Selvy recommends people arrive at 7:30 p.m. when the doors first open so they can get in before it sells out, and she said that moviegoers need to park in the Colorado Mountain College lot across the street and walk over to the brewery. “All cars in the lot behind the brewery will be booted or towed at the owner’s expense, as no one is allowed to park there anymore,” she said.

‘His life was a tribute’

The film includes footage from Hokkaido, Japan; a yurt in Montana’s Beartooth Mountains; the Tordrillo Mountains in Alaska; Wrangell St. Elias National Park and Preserve; the Tetons and the Salt River Wind Range in Wyoming; and Snowy Mountain Lodge in British Columbia.

Athletes in the film include Eric Balken, Will Cardamone, Megan Michelson, Dan Abrams, Carston Oliver, Ben Nobel, Alyssa Larson, Andrew McLean, Thomas Gaisbacher, Noah Howell, Paul Kimbrough, Kalen Thorien, Ian Provo, Riley Leboe and Geoff McAndrews. JP Auclair, a Canadian freestyle skier and one of National Geographic’s 2014 Adventurers of the Year, is also in the film. Auclair died in an avalanche in Patagonia on the border between Chile and Argentina at the end of September along with Andreas Fransson, a premiere steep skier who had first descents around the world. The skiers were being filmed for a new project called Apogee, a word which is defined as the highest point.

“Some Thing Else” filmmakers consider themselves lucky to have spent time with Auclair.

“We were lucky as hell to get to tag along on a trip to BC with one of the most talented and influential skiers ever,” said Noah Howell, who owns Powerwhore Productions with his brother, Jonah. “Snow conditions weren’t ideal, but JP was ramped up to get out and ski every day in negative-20 degree temps. His attitude was genuine and caring and he was a team player all the way.”

There’s no tribute to Auclair in the film, as he died after the movie was released.

“We’re glad we got to meet him and ski with him, unfortunately it was in the last season of his incredible life,” Howell said. “His death occurred after our film was already wrapped up and DVDs in hand, so there is no tribute. His life was a tribute to his life.”

‘The main concern’

Auclair’s death is a reminder of how dangerous backcountry skiing can be. In the trailer for “Some Thing Else,” there’s footage of a crown from an avalanche that was triggered while filming in Alaska.

“It was a close call,” Howell said. “Avalanche safety is very important to us whenever we are out in the mountains whether filming or not.

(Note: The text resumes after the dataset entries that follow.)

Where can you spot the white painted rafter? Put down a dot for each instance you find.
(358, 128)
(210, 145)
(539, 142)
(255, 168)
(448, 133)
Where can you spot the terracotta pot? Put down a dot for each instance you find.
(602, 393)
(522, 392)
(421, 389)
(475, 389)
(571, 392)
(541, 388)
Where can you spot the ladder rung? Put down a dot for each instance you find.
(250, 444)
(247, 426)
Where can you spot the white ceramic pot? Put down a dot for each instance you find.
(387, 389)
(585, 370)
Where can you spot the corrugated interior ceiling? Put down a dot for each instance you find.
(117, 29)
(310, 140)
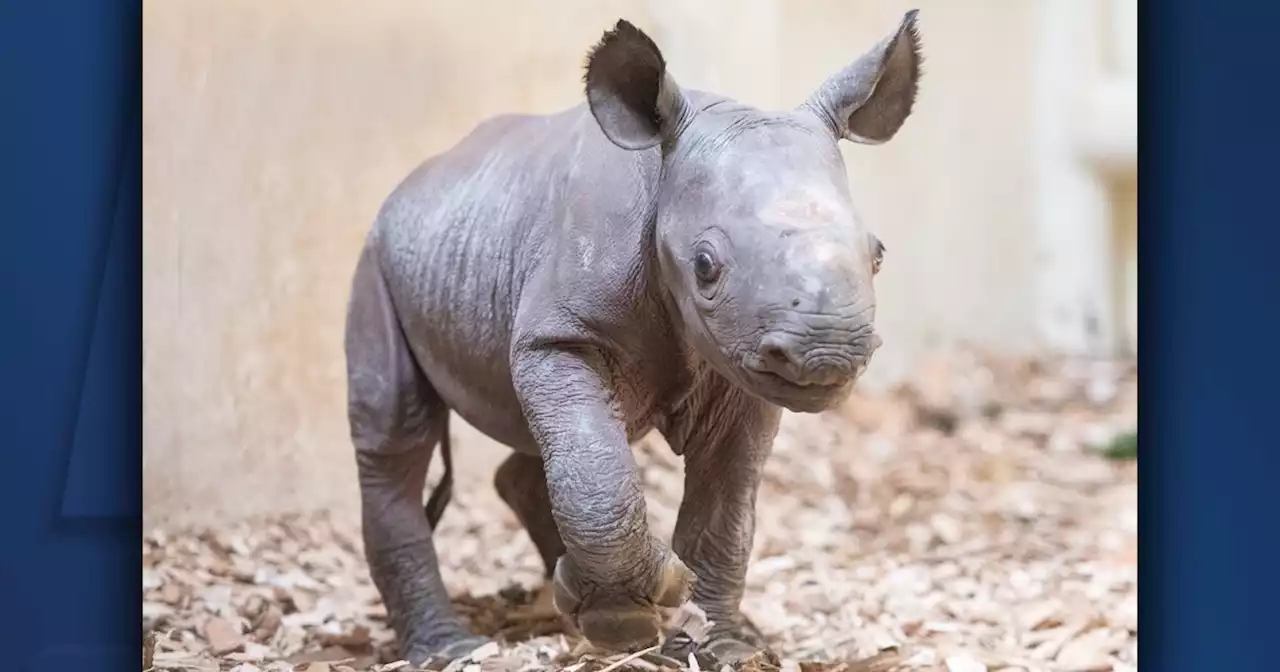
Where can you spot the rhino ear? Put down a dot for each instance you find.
(869, 100)
(630, 92)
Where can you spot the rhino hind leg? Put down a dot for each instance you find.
(521, 483)
(397, 419)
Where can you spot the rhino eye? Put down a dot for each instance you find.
(877, 255)
(705, 266)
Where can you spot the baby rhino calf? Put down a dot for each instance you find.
(656, 257)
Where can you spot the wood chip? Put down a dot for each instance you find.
(965, 519)
(223, 636)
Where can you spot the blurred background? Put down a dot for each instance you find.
(273, 131)
(964, 511)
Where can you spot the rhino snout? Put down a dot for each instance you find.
(812, 362)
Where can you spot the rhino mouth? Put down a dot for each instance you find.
(810, 397)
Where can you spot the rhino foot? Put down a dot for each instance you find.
(439, 653)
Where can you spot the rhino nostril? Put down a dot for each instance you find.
(776, 353)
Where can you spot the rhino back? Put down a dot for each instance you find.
(511, 215)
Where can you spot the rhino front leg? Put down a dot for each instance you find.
(725, 447)
(522, 485)
(396, 420)
(613, 575)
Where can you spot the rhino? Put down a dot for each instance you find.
(650, 259)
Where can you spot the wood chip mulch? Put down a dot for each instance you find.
(977, 519)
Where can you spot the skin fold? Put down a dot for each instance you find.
(650, 259)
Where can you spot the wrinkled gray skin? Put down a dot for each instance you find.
(656, 257)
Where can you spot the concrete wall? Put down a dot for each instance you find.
(273, 131)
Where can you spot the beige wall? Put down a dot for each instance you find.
(273, 131)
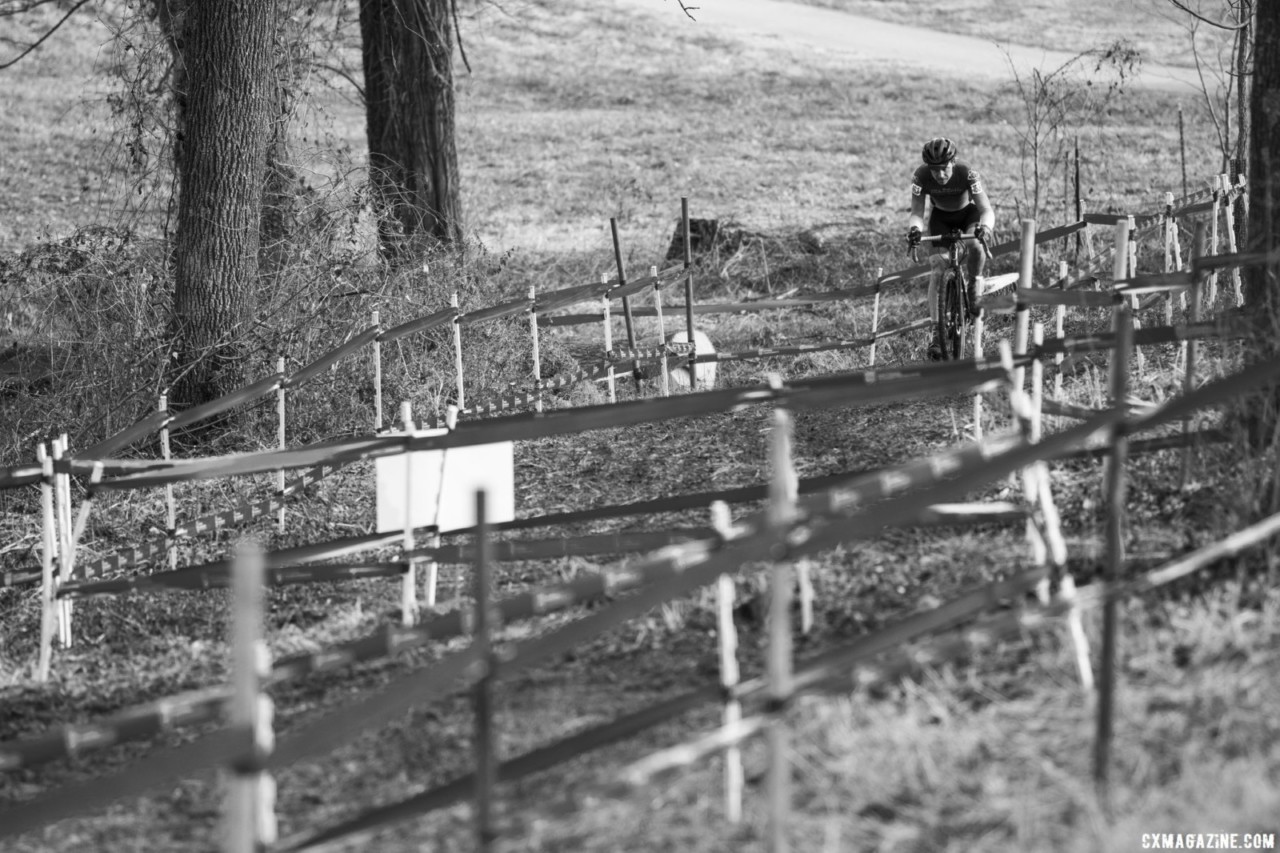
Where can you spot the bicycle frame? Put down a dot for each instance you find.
(952, 292)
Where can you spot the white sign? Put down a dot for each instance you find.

It’s really the main concern; good snow and good shots are all secondary.”

Though one might think it’s a challenge to keep the films fresh, year in and year out, even though they focus on the same general theme, Howell said that’s actually not too hard.

“We try and find new characters, locations and stories to tell,” he said. “There are so many fascinating things happening in the backcountry on so many different types of gear that it’s not a difficult task.”

And sometimes those in the film come directly to the film crew, as was the case with Geoff McAndrews in the Salt River Range in Wyoming, which ended up being Howell’s favorite segment of the film.

“I really enjoy watching it with the audience and hearing the reactions,” Howell said. “He emailed us inviting us out to his ‘hut’ and we took a chance to go film him. What happened was so bizarre and unique that it left us speechless, and only watching the segment can display this character accurately.”

The amount of time the crew spent filming in each place varied greatly, Howell said.

“But it seems like two weeks is the magic number,” he said. “If you give yourself that much time, you have good odds of getting some good snow and enough skiing to complete a nice segment.”

Powderwhore is halfway through its tour of the western U.S., Howell said.

“The film seems to have been enjoyed by most,” he said. “I do think it’s our best work yet and that sentiment has been expressed to us from most of Powderwhore Nation.”